Located on Verizon’s Playa Vista campus, the new RYOT Innovation Studio will be equipped with some of the latest post production, graphics, audio and finishing capabilities. It’ll be near Verizon’s new Los Angeles 5G RYOT Lab, which offers storytellers a place to try out entertainment experiences, such as augmented reality and holograms, that would benefit from the promised faster speeds and reduced wait time of the next-generation wireless technology.
“It’s going to be disruptive to most industries,” said RYOT CEO and Co-Founder Bryn Mooser told Deadline, adding that 5G holds the potential to “change the way that we interact and consume content in the next couple of years. We’re building a studio to make sure we’re at the bleeding edge of that innovation.”

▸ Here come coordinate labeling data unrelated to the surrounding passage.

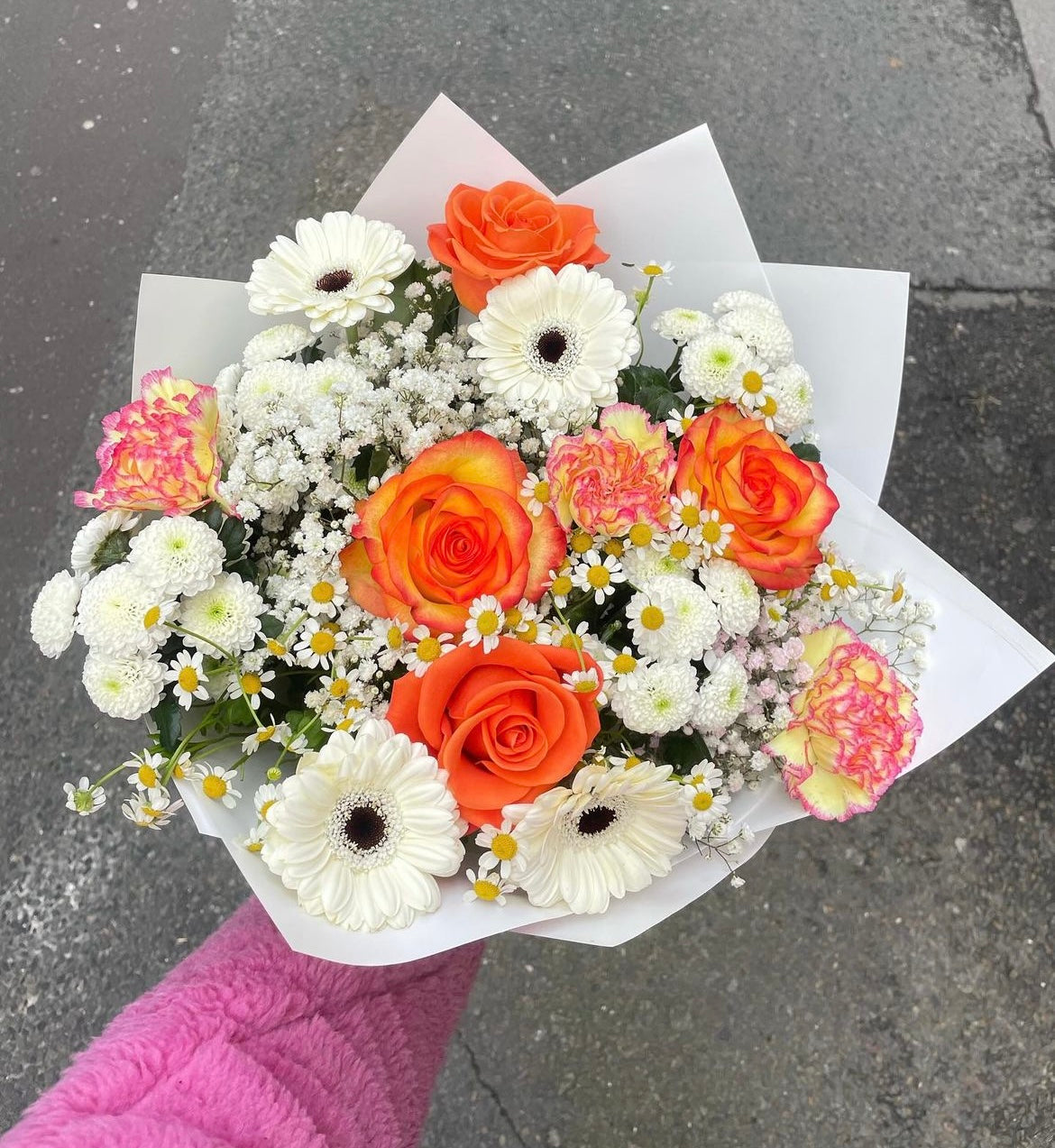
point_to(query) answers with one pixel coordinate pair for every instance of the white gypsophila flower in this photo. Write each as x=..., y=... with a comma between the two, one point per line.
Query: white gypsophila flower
x=682, y=324
x=120, y=614
x=732, y=590
x=710, y=365
x=339, y=269
x=364, y=828
x=53, y=618
x=673, y=620
x=656, y=697
x=606, y=836
x=123, y=686
x=93, y=537
x=281, y=341
x=555, y=340
x=722, y=694
x=177, y=555
x=224, y=618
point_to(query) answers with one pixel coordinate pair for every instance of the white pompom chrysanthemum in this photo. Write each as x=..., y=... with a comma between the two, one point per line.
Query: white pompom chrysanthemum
x=53, y=618
x=606, y=836
x=123, y=686
x=223, y=618
x=177, y=555
x=337, y=270
x=364, y=828
x=656, y=698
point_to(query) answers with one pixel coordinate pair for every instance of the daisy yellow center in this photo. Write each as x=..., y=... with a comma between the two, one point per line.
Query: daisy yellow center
x=487, y=622
x=652, y=618
x=214, y=786
x=562, y=585
x=598, y=576
x=504, y=846
x=428, y=648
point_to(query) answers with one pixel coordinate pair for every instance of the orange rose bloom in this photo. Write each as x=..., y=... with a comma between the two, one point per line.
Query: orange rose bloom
x=777, y=503
x=491, y=235
x=448, y=529
x=503, y=724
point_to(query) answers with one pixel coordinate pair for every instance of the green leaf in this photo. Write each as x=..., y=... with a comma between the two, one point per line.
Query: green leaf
x=167, y=716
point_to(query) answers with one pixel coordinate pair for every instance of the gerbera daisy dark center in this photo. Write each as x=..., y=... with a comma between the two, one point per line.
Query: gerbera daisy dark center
x=335, y=280
x=596, y=820
x=551, y=345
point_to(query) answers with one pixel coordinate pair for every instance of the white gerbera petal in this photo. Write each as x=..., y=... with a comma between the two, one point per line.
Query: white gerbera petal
x=555, y=340
x=337, y=270
x=608, y=836
x=362, y=828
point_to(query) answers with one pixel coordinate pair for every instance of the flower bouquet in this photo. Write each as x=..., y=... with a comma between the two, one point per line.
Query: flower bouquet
x=499, y=583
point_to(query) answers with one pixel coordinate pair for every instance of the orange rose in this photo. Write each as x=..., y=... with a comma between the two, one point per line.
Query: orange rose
x=503, y=724
x=491, y=235
x=776, y=501
x=448, y=529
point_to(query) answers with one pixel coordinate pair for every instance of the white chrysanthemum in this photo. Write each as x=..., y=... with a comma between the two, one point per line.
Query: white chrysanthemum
x=793, y=390
x=93, y=535
x=722, y=696
x=53, y=618
x=337, y=270
x=673, y=620
x=120, y=614
x=177, y=555
x=362, y=828
x=682, y=324
x=123, y=686
x=554, y=340
x=732, y=590
x=710, y=365
x=656, y=698
x=282, y=341
x=608, y=836
x=224, y=617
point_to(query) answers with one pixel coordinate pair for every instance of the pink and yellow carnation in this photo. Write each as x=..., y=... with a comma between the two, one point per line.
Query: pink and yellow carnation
x=614, y=475
x=854, y=727
x=159, y=453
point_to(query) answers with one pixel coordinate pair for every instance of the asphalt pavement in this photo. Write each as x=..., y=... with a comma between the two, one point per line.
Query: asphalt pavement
x=886, y=982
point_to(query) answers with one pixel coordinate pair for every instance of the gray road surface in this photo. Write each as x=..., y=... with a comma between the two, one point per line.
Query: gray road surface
x=887, y=982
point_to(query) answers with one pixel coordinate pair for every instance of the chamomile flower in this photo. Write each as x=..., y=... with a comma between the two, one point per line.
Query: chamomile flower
x=84, y=798
x=188, y=678
x=486, y=619
x=597, y=575
x=425, y=648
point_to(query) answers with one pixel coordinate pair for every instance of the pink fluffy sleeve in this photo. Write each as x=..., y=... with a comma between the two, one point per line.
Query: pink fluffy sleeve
x=249, y=1045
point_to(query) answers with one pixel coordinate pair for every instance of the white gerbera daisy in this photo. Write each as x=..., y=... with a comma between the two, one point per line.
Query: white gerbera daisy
x=656, y=698
x=337, y=270
x=555, y=341
x=223, y=619
x=53, y=619
x=102, y=542
x=281, y=341
x=84, y=798
x=608, y=836
x=177, y=555
x=362, y=828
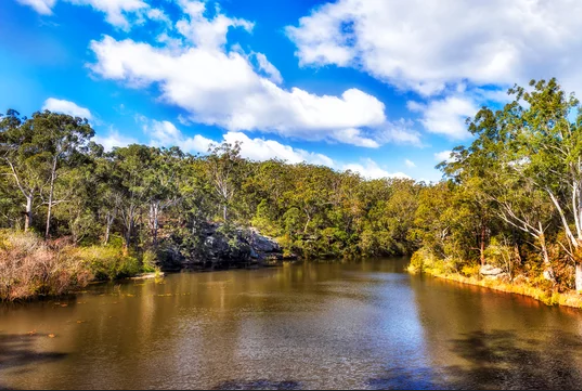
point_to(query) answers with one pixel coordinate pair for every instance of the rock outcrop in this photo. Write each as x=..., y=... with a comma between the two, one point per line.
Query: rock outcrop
x=493, y=272
x=215, y=246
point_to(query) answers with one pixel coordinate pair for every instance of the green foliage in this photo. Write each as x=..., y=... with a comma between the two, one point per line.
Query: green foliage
x=511, y=199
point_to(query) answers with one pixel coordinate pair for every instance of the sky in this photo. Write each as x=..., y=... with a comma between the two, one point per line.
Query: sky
x=379, y=87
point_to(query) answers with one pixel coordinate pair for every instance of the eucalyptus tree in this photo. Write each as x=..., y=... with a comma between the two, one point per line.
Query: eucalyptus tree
x=224, y=165
x=493, y=172
x=63, y=140
x=23, y=157
x=551, y=145
x=130, y=182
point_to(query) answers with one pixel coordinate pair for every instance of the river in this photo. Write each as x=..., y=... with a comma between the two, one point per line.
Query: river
x=364, y=325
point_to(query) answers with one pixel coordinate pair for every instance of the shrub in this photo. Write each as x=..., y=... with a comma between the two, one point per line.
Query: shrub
x=30, y=268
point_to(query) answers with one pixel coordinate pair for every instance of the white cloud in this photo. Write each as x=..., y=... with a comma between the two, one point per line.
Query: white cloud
x=220, y=87
x=202, y=32
x=117, y=12
x=444, y=156
x=369, y=169
x=446, y=116
x=271, y=71
x=259, y=149
x=43, y=7
x=66, y=107
x=114, y=139
x=426, y=46
x=165, y=134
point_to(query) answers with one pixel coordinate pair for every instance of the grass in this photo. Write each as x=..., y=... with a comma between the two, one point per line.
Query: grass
x=423, y=262
x=32, y=268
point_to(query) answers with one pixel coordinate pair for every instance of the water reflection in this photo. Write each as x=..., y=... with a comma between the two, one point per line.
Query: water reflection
x=313, y=325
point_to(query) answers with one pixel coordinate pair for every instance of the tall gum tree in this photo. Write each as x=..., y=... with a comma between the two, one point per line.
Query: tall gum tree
x=64, y=140
x=23, y=157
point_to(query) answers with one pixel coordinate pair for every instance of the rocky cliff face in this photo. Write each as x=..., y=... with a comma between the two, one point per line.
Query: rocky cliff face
x=215, y=246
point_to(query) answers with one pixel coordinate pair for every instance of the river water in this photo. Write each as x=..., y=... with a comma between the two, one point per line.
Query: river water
x=364, y=325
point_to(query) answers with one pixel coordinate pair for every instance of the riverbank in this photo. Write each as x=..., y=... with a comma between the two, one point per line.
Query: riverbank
x=548, y=297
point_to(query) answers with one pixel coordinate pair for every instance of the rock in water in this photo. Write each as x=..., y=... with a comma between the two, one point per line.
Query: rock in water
x=219, y=246
x=491, y=271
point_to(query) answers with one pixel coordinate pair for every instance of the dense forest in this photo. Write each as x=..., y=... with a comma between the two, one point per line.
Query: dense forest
x=512, y=200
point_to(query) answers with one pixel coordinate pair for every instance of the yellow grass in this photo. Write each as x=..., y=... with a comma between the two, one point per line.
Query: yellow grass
x=550, y=298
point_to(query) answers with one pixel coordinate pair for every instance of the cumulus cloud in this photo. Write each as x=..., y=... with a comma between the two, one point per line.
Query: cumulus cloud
x=118, y=13
x=444, y=156
x=269, y=69
x=426, y=46
x=222, y=87
x=166, y=134
x=369, y=169
x=43, y=7
x=447, y=116
x=114, y=139
x=66, y=107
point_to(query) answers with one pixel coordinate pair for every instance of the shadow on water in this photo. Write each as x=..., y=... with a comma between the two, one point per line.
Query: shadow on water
x=259, y=385
x=498, y=360
x=18, y=351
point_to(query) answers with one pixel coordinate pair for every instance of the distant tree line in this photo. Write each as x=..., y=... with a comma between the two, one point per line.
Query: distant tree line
x=513, y=198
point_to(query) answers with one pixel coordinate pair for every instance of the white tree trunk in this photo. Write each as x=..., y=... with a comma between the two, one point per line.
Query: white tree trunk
x=28, y=221
x=51, y=194
x=579, y=278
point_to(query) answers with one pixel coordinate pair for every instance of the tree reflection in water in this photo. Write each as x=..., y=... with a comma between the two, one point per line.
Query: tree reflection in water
x=497, y=360
x=18, y=351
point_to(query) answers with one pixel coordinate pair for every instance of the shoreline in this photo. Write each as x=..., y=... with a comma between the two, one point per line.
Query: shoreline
x=551, y=299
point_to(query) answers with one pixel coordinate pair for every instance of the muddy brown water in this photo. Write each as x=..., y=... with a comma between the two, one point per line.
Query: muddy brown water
x=362, y=325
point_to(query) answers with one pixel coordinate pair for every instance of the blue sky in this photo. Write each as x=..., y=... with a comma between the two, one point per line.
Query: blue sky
x=380, y=87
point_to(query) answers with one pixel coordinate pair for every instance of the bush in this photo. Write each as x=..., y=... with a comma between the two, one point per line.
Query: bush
x=30, y=268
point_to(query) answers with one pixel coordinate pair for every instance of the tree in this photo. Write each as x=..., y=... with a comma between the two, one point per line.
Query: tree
x=63, y=140
x=224, y=163
x=23, y=157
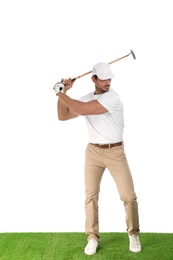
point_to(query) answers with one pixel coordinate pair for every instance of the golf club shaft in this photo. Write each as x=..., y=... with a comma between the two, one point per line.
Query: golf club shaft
x=82, y=75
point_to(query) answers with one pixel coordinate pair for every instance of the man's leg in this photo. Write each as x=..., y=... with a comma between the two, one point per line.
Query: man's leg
x=116, y=163
x=94, y=169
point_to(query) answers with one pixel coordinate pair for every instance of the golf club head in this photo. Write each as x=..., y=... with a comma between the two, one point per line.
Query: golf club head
x=134, y=57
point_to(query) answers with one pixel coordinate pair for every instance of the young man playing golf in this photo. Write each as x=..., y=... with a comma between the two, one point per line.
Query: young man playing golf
x=103, y=111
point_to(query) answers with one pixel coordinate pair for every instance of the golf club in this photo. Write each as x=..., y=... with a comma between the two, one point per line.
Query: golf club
x=131, y=52
x=61, y=84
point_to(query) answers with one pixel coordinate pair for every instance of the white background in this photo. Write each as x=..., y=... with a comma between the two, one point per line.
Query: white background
x=41, y=158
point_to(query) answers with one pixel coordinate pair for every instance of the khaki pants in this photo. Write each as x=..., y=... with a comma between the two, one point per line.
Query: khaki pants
x=114, y=159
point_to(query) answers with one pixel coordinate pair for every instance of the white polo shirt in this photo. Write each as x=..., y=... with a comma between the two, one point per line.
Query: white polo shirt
x=108, y=127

The RYOT announcement comes as Verizon said Los Angeles would be one of four markets where it plans to launch 5G broadband internet service in the home in October. Verizon says customers can sign up starting on Sept. 13 for the service, which will cost $50 a month for existing wireless customers and $70 a month for non-Verizon customers.
RYOT’s new studio will boast high-end motion capture technology (Vicon, Cubic Motion) for filmmaking, visual effects and in augmented and mixed reality applications. It aims to deliver near-cinema quality CG animation in real-time, through use of video game technology and cloud-based rendering. RYOT’s studio operations will support everything from live animated broadcasts to combined live-action/computer generated performances. It’ll even feature portable “capture suits” that allow for on-the-street style dispatches.
Through the use of traditional photography — alongside architectural surveying techniques, scanning and depth sensing camera technology — the studio will be able to capture and digitize three-dimensional objects, people and spaces. This has application for immersive entertainment.
The technology will support the detailed capture of real-world materials and textures, which is a major component of rendering photorealistic content. The space will house an array of synchronized video cameras, lighting, and sensors that can be positioned around an individual or group to help generate 3D, holographic representations that can be experienced in a multitude of immersive formats.
RYOT plans to partner with brands, organizations and entertainers, including corporate sibling Yahoo Entertainment, to create content in the Innovation Studio.
The studio has been in the vanguard of immersive entertainment, creating some of the first VR films for news outlets like HuffPost, Associated Press and The New York Times. One AR partnership with Hearst brought the cover of Time magazine and Sports Illustrated to life.
Continuing to invest in creating the content formats of the future, RYOT will expand its efforts to create award winning AR and VR films and experiences in major verticals including sports, entertainment, finance and news.